Frente a los datos duros, las distopías de la ficción contemporánea parecen, incluso, alegres. Seguimos creyendo que alguien encontrará el modo de evitar que nos sumemos a las especies extintas. En ese sentido, un escritor como J. G. Ballard, que en los años 60 describía terribles catástrofes ecológicas (no muy distintas de las que se avecinan, a decir de varios científicos), detectó que el entorno no era lo único que estaba transformándose: nuestra psique se internaba también en nuevos territorios. Para documentar nuestro optimismo, como diría Monsiváis, apuntemos: ante la creciente velocidad de la información y la sobreabundancia de estímulos, nuestro paisaje mental comienza a dar muestras de vivir su propio calentamiento. Déficit de atención, hiperactividad, pérdida del sueño, estrés, ciclotimia, ataques de pánico, farmacodependencia… Autores como Franco Berardi Bifo inscriben estas patologías en una época caracterizada por la experiencia fragmentaria de la realidad y la precariedad afectiva.
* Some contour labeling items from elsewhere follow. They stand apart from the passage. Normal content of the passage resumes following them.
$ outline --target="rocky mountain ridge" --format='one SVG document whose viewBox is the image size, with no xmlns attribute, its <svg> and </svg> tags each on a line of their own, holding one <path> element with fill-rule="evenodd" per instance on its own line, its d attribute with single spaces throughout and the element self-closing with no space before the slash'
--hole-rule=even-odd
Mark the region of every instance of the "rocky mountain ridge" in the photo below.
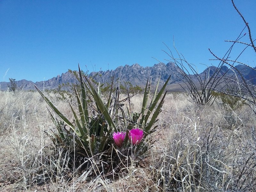
<svg viewBox="0 0 256 192">
<path fill-rule="evenodd" d="M 241 65 L 238 65 L 236 68 L 247 79 L 251 78 L 256 77 L 256 71 L 249 68 Z M 216 67 L 212 66 L 207 68 L 203 72 L 199 74 L 201 77 L 204 78 L 206 75 L 210 76 L 217 69 Z M 131 66 L 126 65 L 124 66 L 120 66 L 115 70 L 108 70 L 106 71 L 100 71 L 98 72 L 92 72 L 89 74 L 89 76 L 92 77 L 96 81 L 101 82 L 110 82 L 112 78 L 115 74 L 115 78 L 119 79 L 121 82 L 129 81 L 133 85 L 138 85 L 143 87 L 145 86 L 148 77 L 152 78 L 153 83 L 156 83 L 161 75 L 160 84 L 163 84 L 171 74 L 177 73 L 179 68 L 175 64 L 169 62 L 166 64 L 159 63 L 155 64 L 152 67 L 141 66 L 136 63 Z M 225 74 L 227 77 L 231 76 L 234 74 L 233 71 L 231 70 L 226 66 L 223 66 L 221 68 L 220 74 Z M 196 79 L 194 76 L 191 77 Z M 175 85 L 176 82 L 181 82 L 182 77 L 180 75 L 172 76 L 170 84 L 174 84 L 173 87 L 176 87 L 178 90 L 179 85 Z M 57 88 L 59 84 L 69 82 L 70 83 L 75 83 L 76 79 L 74 76 L 69 72 L 67 71 L 62 73 L 61 75 L 58 75 L 48 80 L 36 82 L 34 83 L 31 81 L 23 79 L 17 81 L 18 87 L 25 90 L 35 89 L 34 84 L 40 89 L 53 89 Z M 0 90 L 7 90 L 8 86 L 10 84 L 10 82 L 0 82 Z"/>
</svg>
De cara a un panorama tan poco alentador, nuestra mirada se ha desviado del porvenir para concentrarse en el presente. Como si el tiempo se hubiera detenido, todas las épocas parecen coexistir en este instante. Basta reparar en el interiorismo contemporáneo: desterrado el impulso modernista, se impone lo vintage, con materiales naturales como protagonistas. Her, la película de Spike Jonze, imagina un futuro de sistemas operativos inteligentes donde las computadoras y el resto de los dispositivos son contenidos por la calidez de la madera. Humanos incapaces de relacionarse con otros se rodean de objetos cada vez más “amigables”.

He aquí una noticia del futuro: tendremos que elegir entre salvar al capitalismo o salvar la vida en la Tierra. Las distopías que pueblan la ficción en esta época tienen dificultades para imaginar lo segundo, como si la catástrofe ya estuviera escrita. Tal vez sea un modo de invitarnos a seguir consumiendo como si no hubiera mañana (si obedecemos, no lo habrá). Las utopías puestas en práctica durante el siglo xx fracasaron, sí, esencialmente porque pretendieron transformar a la sociedad por decreto. Pero hay acaso otras vías, más modestas y a la vez más radicales. Adoptar, por ejemplo, un ritmo propio, ajeno al que marcan la producción y los medios. Renunciar a convertir el tiempo de ocio en tiempo de consumo. Renegar de la idea de que la vida es competencia. El comienzo del viraje está marcado por la pronunciación de dos palabras: NO QUIERO.